ROZDZIAŁ 1, RUINY

5.9K 320 413
                                    

Frisk wlepiała swoje czerwone oczy w okno Steama. Jej palce monotonnie przesuwały kółko myszki.

-Chara, nudzi mi się. Masz pomysł co za grę możemy kupić? - spytała po dłuższej chwili wgapiania się w ekran.
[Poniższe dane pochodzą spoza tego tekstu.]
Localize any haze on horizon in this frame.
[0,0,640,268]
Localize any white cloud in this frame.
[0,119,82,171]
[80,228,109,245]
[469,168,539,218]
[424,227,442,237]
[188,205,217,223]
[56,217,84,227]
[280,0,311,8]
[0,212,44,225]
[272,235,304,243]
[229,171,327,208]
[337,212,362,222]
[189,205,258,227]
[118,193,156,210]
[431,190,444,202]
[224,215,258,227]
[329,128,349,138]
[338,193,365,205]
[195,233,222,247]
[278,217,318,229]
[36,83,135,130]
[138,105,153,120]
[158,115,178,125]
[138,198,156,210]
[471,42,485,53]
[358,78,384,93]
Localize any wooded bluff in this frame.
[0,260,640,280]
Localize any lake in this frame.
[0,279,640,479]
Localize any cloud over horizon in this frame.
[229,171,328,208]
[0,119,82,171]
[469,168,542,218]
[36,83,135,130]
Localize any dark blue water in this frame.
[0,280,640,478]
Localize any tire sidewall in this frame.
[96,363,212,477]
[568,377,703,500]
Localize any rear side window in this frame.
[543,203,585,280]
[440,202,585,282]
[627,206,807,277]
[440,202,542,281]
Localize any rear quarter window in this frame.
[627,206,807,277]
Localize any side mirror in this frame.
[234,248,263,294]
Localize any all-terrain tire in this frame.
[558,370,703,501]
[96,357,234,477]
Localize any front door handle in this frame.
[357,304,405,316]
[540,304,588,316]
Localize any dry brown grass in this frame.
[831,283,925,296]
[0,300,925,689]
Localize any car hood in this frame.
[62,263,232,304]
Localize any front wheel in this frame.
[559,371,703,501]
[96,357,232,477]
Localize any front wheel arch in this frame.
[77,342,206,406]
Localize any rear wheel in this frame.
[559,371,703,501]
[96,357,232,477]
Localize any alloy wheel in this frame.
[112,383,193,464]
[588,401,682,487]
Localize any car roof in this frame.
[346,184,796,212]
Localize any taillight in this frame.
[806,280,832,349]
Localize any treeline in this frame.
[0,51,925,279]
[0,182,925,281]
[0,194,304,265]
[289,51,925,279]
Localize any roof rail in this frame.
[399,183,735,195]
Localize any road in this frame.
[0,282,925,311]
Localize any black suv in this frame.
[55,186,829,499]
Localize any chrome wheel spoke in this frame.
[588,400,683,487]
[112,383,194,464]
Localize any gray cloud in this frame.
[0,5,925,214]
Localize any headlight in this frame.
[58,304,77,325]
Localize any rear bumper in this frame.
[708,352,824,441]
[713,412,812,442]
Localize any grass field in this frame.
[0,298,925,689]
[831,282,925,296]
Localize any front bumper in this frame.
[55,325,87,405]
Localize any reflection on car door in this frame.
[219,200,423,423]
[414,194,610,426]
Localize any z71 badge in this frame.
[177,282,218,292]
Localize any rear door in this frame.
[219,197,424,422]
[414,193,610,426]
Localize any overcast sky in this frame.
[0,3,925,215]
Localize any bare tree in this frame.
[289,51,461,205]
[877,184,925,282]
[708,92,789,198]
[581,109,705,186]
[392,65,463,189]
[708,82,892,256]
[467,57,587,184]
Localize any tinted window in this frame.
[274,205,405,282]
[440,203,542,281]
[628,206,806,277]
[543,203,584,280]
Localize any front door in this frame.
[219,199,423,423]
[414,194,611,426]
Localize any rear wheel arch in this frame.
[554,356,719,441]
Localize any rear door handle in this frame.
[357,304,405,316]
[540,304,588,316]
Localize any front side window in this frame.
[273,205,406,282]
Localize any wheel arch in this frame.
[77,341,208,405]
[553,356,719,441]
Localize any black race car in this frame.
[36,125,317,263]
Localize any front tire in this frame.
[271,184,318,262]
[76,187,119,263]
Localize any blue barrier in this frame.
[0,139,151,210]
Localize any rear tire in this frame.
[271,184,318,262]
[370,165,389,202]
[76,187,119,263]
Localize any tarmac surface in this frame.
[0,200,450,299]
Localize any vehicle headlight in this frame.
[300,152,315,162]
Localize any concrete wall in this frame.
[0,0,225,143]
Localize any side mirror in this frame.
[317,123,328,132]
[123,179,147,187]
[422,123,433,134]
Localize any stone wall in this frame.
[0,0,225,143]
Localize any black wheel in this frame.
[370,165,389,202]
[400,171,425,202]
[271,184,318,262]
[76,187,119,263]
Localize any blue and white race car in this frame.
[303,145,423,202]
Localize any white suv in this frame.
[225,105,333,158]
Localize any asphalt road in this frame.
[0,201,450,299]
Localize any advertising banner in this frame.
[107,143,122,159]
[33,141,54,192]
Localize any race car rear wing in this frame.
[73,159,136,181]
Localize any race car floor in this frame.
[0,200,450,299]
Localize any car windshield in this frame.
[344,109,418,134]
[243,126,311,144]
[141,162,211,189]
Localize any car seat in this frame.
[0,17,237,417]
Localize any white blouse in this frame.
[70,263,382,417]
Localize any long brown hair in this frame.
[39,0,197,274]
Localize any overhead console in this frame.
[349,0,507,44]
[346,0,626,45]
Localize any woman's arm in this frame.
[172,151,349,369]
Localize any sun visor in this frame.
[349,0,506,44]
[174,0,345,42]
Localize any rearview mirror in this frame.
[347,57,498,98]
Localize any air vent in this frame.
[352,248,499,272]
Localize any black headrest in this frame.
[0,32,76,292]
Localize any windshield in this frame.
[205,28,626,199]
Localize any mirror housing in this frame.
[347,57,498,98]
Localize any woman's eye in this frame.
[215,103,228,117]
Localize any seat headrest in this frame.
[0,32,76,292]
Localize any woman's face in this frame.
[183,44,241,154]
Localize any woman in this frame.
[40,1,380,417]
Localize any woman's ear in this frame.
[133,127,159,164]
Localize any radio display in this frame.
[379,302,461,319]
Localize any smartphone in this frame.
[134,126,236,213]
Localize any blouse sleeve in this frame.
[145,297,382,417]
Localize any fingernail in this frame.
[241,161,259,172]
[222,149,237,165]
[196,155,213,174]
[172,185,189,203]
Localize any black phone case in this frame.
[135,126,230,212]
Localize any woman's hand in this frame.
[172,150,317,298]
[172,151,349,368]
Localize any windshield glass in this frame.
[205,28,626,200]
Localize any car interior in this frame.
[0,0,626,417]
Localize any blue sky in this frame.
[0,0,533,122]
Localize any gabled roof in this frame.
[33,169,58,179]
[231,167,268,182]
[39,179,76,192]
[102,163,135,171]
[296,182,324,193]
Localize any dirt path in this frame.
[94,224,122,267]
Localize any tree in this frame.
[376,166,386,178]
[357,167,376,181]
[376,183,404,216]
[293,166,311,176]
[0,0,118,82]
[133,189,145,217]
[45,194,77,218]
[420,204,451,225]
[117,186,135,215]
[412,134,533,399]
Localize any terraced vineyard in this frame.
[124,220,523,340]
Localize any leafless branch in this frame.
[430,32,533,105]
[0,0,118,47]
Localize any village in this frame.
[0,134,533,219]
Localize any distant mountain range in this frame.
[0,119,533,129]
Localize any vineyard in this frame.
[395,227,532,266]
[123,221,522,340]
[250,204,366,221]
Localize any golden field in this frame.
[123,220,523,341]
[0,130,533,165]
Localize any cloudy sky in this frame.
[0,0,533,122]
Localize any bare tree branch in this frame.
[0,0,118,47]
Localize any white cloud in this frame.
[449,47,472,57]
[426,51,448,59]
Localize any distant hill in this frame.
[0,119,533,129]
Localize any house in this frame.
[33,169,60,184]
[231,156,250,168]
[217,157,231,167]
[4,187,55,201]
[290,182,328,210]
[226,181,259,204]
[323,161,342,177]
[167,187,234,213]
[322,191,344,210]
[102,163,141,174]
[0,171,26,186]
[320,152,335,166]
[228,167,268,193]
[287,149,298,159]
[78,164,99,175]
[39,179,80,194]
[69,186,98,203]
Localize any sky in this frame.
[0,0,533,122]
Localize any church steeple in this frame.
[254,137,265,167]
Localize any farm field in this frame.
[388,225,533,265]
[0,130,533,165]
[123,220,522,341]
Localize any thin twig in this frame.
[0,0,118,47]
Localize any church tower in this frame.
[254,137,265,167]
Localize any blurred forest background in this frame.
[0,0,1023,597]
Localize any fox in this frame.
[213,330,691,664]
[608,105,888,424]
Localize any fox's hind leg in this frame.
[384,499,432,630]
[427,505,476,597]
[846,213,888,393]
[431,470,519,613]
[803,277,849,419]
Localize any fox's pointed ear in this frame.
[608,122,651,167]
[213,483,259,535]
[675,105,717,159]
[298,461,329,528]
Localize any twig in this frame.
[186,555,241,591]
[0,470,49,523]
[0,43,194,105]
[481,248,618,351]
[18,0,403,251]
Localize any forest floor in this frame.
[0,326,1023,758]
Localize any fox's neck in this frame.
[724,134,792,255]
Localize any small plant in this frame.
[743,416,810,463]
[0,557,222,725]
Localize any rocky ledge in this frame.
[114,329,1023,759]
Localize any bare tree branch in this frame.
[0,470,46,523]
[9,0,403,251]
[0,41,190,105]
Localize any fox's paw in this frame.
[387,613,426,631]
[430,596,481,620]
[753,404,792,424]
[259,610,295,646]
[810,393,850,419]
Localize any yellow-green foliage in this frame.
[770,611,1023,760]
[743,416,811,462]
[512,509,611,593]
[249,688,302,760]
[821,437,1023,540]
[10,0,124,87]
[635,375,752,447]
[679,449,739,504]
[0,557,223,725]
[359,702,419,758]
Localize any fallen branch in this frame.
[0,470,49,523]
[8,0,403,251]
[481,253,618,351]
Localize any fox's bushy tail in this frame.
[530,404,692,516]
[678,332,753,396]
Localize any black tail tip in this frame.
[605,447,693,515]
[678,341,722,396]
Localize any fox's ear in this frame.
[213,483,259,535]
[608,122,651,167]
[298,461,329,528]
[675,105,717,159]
-Undertale. - odpowiedziała szybko dziewczyna w zielonym sweterku z pojedynczym, żółtym paskiem.

-Underco?

-Undertale. - powtórzyła Chara i podeszła do komputera. - Bardzo fajna gra, zaufaj mi. - jej siostra wyszczerzyła zęby w uśmiechu robiąc swoją sławną 'straszną twarz'.

Ten widok nie wypełniał Frisk determinacją, wręcz przeciwnie. Na wskroś swemu zdrowemu rozsądkowi nastolatka w ciemno niebieskim swetrze w dwa fioletowe pasy kliknęła opcję wyszukaj i sprawnie wpisała podaną przez rudowłosą nazwę. Zamarła w momencie, w którym zobaczyła pikselową wersję siebie na ekranie.

-OK Chara, jak i dlaczego?

Dziewczyna tylko wzruszyła ramionami w odpowiedzi i ponownie się uśmiechnęła, po czym wróciła do rysowania w swoim szkicowniku.

-Dzieci, zrobiłam ciasto! Sans i Papyrus powinni niedługo przyjść! - krzyknęła z dołu Toriel, kiedy Frisk kończyła czynność kupowania gry.

-Idziemy! - odkrzyknęła Chara zbierając się z podłogi, po drodze złapała doniczkę, w której znajdował się Flowey.

Dziewczyny, uzbrojone w doniczkę z morderczym kwiatkiem, wyszły z pokoju i skierowały się w dół schodów. Kiedy były w połowie drogi Frisk usłyszała dzwonek.

-Otworzę! - oznajmiła i puściła się biegiem w stronę przedsionka wpadając po drodze na Asgore'a.

Otworzyła ciężkie, drewniane drzwi i wyszczerzyła się radośnie widząc przed sobą dwa znajome szkielety.

-LUDZIU, JAK MIŁO CIE ZNOWU WIDZIEĆ! JA, NAJWSPANIALSZY PAPYRUS, STĘSKNIŁEM SIĘ ZA TOBĄ. - wykrzyczał wyższy.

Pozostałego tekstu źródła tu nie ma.